India sets new RE target of 220 GW by 2022, green-term market to buy and sell RE launched
This year, India announced it will increase its clean energy capacity from 134 GW now to 220 GW by 2022. The government said India’s state-owned oil companies will be able to operate at least 50% of their fuel stations on renewable energy by 2025.
In keeping with the growing momentum, India also launched the Green Renewable Energy Term Ahead Market (G-TAM), which will help states with surplus renewables to sell, while the buyers will be able to procure energy as well as meet the renewable purchase obligations (RPOs).
Scientists reach magic 30% efficiency limit through perovskite/silicon tandem solar cells, Green Hydrogen makes a strong debut
Scientists set the current world record this year of 29.15% efficiency for a tandem solar cell made of perovskite and silicon.
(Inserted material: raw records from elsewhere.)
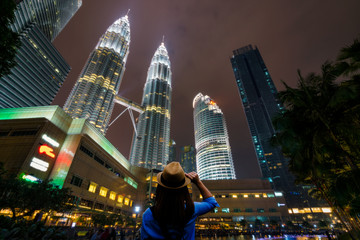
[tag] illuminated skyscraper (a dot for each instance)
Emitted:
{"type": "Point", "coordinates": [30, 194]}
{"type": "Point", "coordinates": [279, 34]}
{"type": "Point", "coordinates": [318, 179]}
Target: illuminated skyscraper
{"type": "Point", "coordinates": [40, 69]}
{"type": "Point", "coordinates": [213, 152]}
{"type": "Point", "coordinates": [150, 148]}
{"type": "Point", "coordinates": [93, 94]}
{"type": "Point", "coordinates": [172, 151]}
{"type": "Point", "coordinates": [258, 95]}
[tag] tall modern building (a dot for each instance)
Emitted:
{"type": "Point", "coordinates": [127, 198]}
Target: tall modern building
{"type": "Point", "coordinates": [40, 69]}
{"type": "Point", "coordinates": [150, 148]}
{"type": "Point", "coordinates": [188, 158]}
{"type": "Point", "coordinates": [172, 151]}
{"type": "Point", "coordinates": [260, 103]}
{"type": "Point", "coordinates": [213, 153]}
{"type": "Point", "coordinates": [93, 95]}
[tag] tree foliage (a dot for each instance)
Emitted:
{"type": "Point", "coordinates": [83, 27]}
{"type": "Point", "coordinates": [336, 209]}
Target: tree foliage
{"type": "Point", "coordinates": [320, 130]}
{"type": "Point", "coordinates": [9, 40]}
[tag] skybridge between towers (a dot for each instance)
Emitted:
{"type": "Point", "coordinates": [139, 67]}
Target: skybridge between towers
{"type": "Point", "coordinates": [130, 106]}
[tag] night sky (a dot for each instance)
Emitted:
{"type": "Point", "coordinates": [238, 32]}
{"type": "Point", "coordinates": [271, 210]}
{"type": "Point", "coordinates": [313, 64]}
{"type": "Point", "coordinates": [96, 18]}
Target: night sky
{"type": "Point", "coordinates": [200, 37]}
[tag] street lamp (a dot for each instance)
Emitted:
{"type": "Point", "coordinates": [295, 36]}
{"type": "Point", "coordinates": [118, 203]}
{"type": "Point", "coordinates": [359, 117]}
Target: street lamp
{"type": "Point", "coordinates": [137, 210]}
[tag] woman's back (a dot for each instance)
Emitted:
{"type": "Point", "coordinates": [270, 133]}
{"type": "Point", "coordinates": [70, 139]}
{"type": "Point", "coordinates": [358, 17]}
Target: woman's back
{"type": "Point", "coordinates": [174, 213]}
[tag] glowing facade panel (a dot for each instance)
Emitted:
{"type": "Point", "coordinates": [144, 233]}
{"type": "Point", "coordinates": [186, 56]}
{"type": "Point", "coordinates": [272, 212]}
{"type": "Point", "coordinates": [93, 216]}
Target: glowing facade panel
{"type": "Point", "coordinates": [150, 147]}
{"type": "Point", "coordinates": [213, 158]}
{"type": "Point", "coordinates": [93, 95]}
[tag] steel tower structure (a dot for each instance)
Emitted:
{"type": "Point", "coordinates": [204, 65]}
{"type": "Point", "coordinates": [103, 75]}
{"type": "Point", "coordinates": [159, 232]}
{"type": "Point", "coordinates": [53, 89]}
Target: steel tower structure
{"type": "Point", "coordinates": [213, 153]}
{"type": "Point", "coordinates": [260, 103]}
{"type": "Point", "coordinates": [150, 148]}
{"type": "Point", "coordinates": [94, 92]}
{"type": "Point", "coordinates": [40, 69]}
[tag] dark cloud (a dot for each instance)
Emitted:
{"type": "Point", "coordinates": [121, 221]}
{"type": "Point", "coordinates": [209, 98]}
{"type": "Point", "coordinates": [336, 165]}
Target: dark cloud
{"type": "Point", "coordinates": [200, 37]}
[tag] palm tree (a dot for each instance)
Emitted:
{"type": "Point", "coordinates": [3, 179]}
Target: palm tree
{"type": "Point", "coordinates": [320, 130]}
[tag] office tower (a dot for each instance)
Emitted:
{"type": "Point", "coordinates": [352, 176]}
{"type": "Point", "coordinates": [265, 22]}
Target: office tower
{"type": "Point", "coordinates": [188, 158]}
{"type": "Point", "coordinates": [150, 148]}
{"type": "Point", "coordinates": [258, 95]}
{"type": "Point", "coordinates": [93, 94]}
{"type": "Point", "coordinates": [172, 151]}
{"type": "Point", "coordinates": [213, 153]}
{"type": "Point", "coordinates": [50, 16]}
{"type": "Point", "coordinates": [40, 69]}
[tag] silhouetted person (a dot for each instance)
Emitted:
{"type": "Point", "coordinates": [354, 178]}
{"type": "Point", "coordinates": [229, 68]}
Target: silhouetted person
{"type": "Point", "coordinates": [174, 213]}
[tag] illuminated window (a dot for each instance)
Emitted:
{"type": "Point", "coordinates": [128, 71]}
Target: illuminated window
{"type": "Point", "coordinates": [112, 195]}
{"type": "Point", "coordinates": [92, 187]}
{"type": "Point", "coordinates": [103, 191]}
{"type": "Point", "coordinates": [226, 210]}
{"type": "Point", "coordinates": [326, 210]}
{"type": "Point", "coordinates": [260, 210]}
{"type": "Point", "coordinates": [295, 210]}
{"type": "Point", "coordinates": [278, 194]}
{"type": "Point", "coordinates": [39, 164]}
{"type": "Point", "coordinates": [316, 210]}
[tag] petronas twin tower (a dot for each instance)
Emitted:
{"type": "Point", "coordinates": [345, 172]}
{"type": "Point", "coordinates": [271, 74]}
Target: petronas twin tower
{"type": "Point", "coordinates": [93, 95]}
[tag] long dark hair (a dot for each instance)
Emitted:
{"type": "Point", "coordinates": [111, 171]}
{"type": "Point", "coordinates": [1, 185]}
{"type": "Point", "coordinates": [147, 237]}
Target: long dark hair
{"type": "Point", "coordinates": [173, 207]}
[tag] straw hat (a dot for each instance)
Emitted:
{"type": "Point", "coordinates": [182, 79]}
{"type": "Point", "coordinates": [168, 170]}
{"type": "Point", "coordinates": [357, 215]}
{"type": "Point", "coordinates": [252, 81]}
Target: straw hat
{"type": "Point", "coordinates": [173, 176]}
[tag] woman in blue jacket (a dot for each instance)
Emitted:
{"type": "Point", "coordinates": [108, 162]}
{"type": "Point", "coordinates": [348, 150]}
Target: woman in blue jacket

Solar cells consisting of two semiconductors with differing band gaps can achieve much higher efficiencies when used in tandem compared to the individual cells on their own. The tandem cell provided stable performance for 300 hours – even without encapsulation.
Earlier in 2020, China proposed to increase the solar quality standards, which required solar mono cells to have 21% efficiency and modules to be 17.8% efficient, to 23% and 20% respectively.
Hydrogen produced from renewable energy-powered electrolyzers, also called green hydrogen, took off globally this year. Seven international companies announced a global coalition that will accelerate the scale and production of green hydrogen 50-fold in the next six years. Green hydrogen plants are being built in a number of nations, with US power giant NextEra becoming one of the latest companies to join the movement. Green hydrogen could even help us decarbonise the steel industry through disruptive technology breakthroughs in the heavy industry sector.